In all, over five months she withdrew $195,058.67, much of it in amounts of $20,000 or more from casinos.

Thompson, a 29-year-old who works at a daycare centre, said she was on social assistance during the period in which the scams took place.

She testified at trial that she decided to make some “extra money” by signing up with Sugardaddy.com, a website that links up women with wealthier men who provide them with gifts in exchange for a romantic or sexual relationship.

Thompson claimed this led to an eight-month online relationship with a man named “Warren,” allegedly a wealthy married businessman from Alberta, whom she never actually met in person.

In Thompson’s telling, Warren proposed to send her money by adding her as a user on her credit card, and she would then take out cash advances at casinos to receive money.

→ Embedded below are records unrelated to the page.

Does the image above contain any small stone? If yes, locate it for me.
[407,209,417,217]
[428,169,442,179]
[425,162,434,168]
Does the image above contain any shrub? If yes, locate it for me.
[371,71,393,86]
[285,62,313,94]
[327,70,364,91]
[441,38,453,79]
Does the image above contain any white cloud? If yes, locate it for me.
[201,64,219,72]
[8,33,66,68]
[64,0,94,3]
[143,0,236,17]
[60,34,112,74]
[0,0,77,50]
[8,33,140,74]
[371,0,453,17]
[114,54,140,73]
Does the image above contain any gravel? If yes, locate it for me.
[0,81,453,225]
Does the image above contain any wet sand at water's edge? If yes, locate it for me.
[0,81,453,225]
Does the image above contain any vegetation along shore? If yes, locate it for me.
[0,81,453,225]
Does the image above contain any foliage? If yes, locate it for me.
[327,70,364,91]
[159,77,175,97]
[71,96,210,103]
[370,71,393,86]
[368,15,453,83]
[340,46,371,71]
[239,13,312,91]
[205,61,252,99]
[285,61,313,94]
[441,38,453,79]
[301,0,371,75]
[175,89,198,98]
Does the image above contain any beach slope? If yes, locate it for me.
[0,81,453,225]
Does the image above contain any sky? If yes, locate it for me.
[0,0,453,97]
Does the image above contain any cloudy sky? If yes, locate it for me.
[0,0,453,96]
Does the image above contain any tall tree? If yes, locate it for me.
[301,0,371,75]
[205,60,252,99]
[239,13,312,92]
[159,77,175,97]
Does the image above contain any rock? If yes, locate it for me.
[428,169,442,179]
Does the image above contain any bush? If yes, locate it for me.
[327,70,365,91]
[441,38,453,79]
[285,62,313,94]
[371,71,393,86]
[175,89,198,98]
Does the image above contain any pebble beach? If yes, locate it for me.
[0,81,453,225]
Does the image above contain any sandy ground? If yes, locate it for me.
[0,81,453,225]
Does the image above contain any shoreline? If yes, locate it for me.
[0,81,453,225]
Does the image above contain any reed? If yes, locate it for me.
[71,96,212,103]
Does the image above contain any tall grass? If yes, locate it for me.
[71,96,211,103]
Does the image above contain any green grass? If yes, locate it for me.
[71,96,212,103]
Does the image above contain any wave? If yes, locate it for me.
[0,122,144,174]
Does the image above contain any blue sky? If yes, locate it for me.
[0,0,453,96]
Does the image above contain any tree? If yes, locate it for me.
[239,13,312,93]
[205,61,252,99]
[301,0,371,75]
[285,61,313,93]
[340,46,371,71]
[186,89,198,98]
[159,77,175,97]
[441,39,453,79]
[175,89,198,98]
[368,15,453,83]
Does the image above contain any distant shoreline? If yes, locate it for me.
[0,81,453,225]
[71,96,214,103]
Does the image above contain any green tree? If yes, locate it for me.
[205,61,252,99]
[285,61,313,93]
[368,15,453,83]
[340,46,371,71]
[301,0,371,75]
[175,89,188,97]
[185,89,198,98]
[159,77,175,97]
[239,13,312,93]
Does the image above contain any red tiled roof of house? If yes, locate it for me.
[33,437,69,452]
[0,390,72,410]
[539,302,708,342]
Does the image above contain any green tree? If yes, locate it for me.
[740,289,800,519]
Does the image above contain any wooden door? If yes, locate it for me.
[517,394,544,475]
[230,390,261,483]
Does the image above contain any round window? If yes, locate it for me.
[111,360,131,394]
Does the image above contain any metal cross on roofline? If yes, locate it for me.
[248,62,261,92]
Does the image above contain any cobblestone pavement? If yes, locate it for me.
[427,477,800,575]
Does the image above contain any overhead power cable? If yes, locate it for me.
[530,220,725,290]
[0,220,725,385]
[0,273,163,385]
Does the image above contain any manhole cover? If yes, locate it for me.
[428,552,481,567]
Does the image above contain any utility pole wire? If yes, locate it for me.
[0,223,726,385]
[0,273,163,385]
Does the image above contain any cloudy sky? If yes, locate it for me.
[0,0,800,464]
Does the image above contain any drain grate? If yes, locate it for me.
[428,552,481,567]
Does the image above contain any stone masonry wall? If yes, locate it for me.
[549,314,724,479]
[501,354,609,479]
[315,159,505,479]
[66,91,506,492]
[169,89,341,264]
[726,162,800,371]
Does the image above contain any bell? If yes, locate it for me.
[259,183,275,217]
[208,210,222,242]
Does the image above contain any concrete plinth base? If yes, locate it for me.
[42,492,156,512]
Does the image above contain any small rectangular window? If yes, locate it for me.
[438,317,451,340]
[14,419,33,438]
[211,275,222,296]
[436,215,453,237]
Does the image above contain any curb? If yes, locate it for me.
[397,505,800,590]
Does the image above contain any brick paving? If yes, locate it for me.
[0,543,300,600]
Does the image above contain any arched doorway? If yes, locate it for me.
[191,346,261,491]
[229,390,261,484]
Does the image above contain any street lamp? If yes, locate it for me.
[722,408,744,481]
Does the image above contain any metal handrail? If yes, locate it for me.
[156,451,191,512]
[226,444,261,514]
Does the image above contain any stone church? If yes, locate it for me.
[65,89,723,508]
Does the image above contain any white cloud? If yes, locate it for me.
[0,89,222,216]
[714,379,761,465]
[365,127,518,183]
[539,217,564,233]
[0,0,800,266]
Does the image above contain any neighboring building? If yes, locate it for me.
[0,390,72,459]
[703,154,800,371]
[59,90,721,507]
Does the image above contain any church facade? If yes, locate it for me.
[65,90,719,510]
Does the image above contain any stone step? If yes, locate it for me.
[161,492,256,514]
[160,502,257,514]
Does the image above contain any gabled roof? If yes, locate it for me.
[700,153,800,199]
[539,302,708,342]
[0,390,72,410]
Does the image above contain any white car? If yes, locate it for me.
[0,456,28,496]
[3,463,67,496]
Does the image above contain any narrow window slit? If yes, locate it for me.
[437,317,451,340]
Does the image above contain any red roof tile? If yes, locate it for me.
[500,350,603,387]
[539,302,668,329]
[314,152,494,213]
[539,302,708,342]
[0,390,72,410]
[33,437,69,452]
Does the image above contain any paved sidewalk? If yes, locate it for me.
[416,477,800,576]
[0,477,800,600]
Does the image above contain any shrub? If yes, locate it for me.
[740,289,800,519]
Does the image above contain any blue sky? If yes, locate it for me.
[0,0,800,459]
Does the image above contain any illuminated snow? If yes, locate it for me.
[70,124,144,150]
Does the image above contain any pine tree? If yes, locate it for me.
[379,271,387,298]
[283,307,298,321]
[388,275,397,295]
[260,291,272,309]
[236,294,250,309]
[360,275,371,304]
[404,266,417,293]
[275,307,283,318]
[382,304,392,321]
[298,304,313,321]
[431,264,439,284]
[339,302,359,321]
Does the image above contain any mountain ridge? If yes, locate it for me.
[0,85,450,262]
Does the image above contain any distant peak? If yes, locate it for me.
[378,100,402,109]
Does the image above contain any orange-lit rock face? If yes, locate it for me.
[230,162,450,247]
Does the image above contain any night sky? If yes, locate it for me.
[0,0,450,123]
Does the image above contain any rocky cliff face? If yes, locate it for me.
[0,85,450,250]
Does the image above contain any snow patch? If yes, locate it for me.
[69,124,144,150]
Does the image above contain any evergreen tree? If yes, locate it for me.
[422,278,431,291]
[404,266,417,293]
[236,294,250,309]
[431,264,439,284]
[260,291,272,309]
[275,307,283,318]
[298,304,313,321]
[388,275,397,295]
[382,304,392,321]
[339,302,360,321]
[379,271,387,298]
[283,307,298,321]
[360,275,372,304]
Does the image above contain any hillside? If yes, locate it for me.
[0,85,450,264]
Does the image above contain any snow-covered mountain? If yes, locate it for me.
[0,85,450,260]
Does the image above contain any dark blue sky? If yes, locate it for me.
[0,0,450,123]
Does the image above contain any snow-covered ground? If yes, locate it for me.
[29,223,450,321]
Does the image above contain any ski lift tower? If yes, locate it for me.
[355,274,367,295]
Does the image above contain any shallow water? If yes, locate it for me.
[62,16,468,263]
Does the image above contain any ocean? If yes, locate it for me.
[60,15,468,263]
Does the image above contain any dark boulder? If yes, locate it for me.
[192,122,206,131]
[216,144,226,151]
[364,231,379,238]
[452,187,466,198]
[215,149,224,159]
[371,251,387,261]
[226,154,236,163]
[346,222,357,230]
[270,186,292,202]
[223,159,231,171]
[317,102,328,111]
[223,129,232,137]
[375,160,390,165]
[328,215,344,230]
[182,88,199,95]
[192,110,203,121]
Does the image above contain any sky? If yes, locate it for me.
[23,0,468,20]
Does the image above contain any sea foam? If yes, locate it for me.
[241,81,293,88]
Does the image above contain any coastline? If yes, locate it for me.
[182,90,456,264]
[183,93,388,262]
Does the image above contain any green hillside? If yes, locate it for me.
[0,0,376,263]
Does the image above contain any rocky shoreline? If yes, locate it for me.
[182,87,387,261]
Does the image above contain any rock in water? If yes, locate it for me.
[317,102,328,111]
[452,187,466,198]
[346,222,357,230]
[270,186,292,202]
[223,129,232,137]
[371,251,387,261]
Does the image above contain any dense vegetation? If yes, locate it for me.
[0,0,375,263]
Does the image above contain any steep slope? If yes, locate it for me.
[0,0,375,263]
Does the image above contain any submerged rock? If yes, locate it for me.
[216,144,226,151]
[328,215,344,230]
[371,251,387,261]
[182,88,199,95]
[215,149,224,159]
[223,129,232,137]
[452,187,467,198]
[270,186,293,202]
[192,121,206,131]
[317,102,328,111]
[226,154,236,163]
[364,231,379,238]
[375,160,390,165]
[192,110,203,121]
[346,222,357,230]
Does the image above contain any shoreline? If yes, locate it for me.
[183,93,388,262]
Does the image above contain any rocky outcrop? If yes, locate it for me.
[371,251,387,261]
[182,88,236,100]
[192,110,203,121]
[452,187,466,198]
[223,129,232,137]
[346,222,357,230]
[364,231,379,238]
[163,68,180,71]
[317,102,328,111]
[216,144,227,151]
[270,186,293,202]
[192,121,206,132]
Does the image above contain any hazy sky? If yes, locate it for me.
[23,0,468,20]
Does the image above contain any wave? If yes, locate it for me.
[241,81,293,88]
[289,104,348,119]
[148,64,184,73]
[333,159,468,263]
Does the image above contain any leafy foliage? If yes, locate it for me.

“Because he gambled, so, typically, his wife would not see it as any other unordinary expense coming off of his credit card,” was the explanation Thompson gave the court for this arrangement.

Starting in December of 2015, Thompson received credit cards from local TD Bank branches.

With her first card, she got a cash advance of $19,570 from the Edgewater Casino. She played $100 on the roulette table and left after losing.

Thompson testified that she had intended to meet “Warren” but he couldn’t make it, and he told her to simply mail him most of the money, sending it to an Alberta post office box.

This pattern continued for several months, with Thompson testifying that she would get a new card, take out large amounts of cash at casinos, and then “Warren” would not show up, and she would mail him the bulk of the cash, keeping a few hundred or $1,000 for herself.

In January, she tore through a series of Edmonton and Calgary casinos, making large cash withdrawals at each of them. At one point, she had $130,000 in cash on her person, but she still never met “Warren” in person, instead mailing him the money.

Another credit card allowed her to scoop up more than $43,000 US from a currency exchange at the Vancouver International Airport.

She said she was instructed to throw away the credit cards after each spree of cash acquisition.

“She was unable to explain why it was necessary to throw a Visa card away because it had reached its card limit,” the judge wrote in his verdict.

The judge did not find much believable in Thompson’s story that she was an innocent dupe.

“The accused was unable to retrieve a single email, text message or phone record to corroborate her evidence with respect to the nature of her relationship with Warren,” Rideout noted, as pointed out by the prosecution.

The judge described parts of Thompson’s testimony as “absurd.”

“I find it was not romance that motivated the accused to go to Alberta,” Rideout wrote. “The motivating force was money. it was always about the money.”

Thompson has not yet been sentenced.